Rabe E. Alhurani, M.B.B.S., from the Mayo Clinic Graduate School of Medicine in Rochester, Minn., and colleagues examined the correlation between change in weight and body mass index (BMI) and risk of MCI in participants aged 70 years or older from the Mayo Clinical Study of Aging. The authors retrospectively ascertained maximum weight and height in midlife (40 to 65 years of age).
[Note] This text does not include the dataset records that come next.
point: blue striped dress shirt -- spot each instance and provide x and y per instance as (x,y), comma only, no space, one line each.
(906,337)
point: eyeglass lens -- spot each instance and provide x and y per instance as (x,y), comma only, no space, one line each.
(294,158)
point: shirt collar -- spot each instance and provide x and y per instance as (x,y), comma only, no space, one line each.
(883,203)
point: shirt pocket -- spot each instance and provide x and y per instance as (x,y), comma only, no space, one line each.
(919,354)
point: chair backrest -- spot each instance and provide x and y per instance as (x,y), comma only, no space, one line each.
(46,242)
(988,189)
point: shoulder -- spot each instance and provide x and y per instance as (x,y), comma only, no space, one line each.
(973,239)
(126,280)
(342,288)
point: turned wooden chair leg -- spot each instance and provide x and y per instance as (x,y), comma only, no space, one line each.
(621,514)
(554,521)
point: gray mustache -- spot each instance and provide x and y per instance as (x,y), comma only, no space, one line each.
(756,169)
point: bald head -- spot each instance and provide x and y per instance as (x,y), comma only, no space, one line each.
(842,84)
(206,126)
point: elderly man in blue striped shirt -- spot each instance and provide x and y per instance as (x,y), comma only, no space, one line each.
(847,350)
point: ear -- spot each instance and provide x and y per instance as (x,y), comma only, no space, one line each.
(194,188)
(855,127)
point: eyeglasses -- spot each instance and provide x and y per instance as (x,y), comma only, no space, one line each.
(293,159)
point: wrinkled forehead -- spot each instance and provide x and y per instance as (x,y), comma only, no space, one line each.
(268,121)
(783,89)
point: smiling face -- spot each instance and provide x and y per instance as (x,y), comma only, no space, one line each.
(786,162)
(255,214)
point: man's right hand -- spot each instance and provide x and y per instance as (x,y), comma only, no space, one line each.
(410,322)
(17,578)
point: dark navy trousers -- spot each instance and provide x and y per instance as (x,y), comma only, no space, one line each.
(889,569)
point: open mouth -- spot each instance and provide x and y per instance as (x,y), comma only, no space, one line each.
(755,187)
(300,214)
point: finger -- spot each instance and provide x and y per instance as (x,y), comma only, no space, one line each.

The researchers found that 524 of the 1,895 cognitively normal participants developed incident MCI over a mean follow-up of 4.4 years. Participants who developed incident MCI had a greater mean rate of weight change per decade from midlife to study entry than those who remained cognitively normal (−2.0 versus −1.2 kg; P = 0.006). After adjustment for sex, education, and apolipoprotein E ε4 allele, a greater decline in weight per decade correlated with increased risk of incident MCI (hazard ratio, 1.04; P < 0.001). A 5 kg weight loss per decade correlated with a 24 percent increase in MCI risk (hazard ratio, 1.24). There was also a correlation for higher decrease in BMI per decade with incident MCI (hazard ratio, 1.08; P = 0.003).
"Increasing weight loss per decade from midlife to late life is a marker for MCI and may help identify persons at increased risk for MCI," the authors write.